A. Cancel the job since it’s not worth the commute
B. Complete the job since you committed to the job already
C. Call the support team and say you can only do it if you are given another job
“Complete the job” seemed to be the right answer, even if it meant traveling longer than you’d work.
“What is your opinion on taking personal calls when in a client’s home?”
A. I always take personal calls
B. I take personal calls only if the client is in a different room
C. I never take personal calls
Not on company time!
The gig economy company that administered this quiz was hoping to sign up new cleaners in New York City in 2015. I had responded to its Craigslist ad, which read, “We’re looking for hig
h quality independent cleaning professionals” and “Income potential is up to $22/hr when working; set your own schedule and work as much as you’d like. Many of our top active cleaning professionals make $1,000+ per week!”
After entering my own name, address, and cleaning experience, I was referred to the quiz as part of my application.
* * *
Traditional freelancing relationships are fairly clear-cut. Independent workers take on projects that they can complete, well, independently. In the gig economy, companies like Upwork facilitate this type of work: Clients hand over assignments to workers, who complete them without any guidance from Upwork.
But with the arrival of Uber and “Uber for X” startups, an inherent conflict emerged. On one hand, these companies wanted to develop a reputation for providing great service, so that customers would begin to rely on them. On the other, their lawyers advised them that providing independent contractors with training, uniforms, benefits, or regular work shifts—that is, the things that produce happy, well-trained employees—could put the companies at risk of being sued for misclassifying employees as independent contractors.

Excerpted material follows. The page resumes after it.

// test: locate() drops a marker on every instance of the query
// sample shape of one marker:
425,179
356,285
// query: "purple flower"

Gig economy companies were in a pickle. They wanted to provide good service, but also to avoid accusations that they were treating their independent contractors like employees. Not training workers or setting expectations at all would lead to inconsistent service. And scheduling them to serve the same customers every week, motivating them with good benefits, and coaching them on how to improve put the companies at risk of lawsuits, which could force them to make an expensive shift to employees.
In the United States, there’s no single test that determines whether workers are independent contractors or employees—it’s different in different states and under different laws. And similarly in Europe, laws are often so complicated that there’s no clear-cut way to define who is truly independent. Generally speaking, independent contractors should decide how to complete work, have potential for profit or loss, and, because they take on these responsibilities, have some bargaining power in contracts with other businesses. But are your particular workers being treated like employees? It will probably take a lawsuit to say for sure.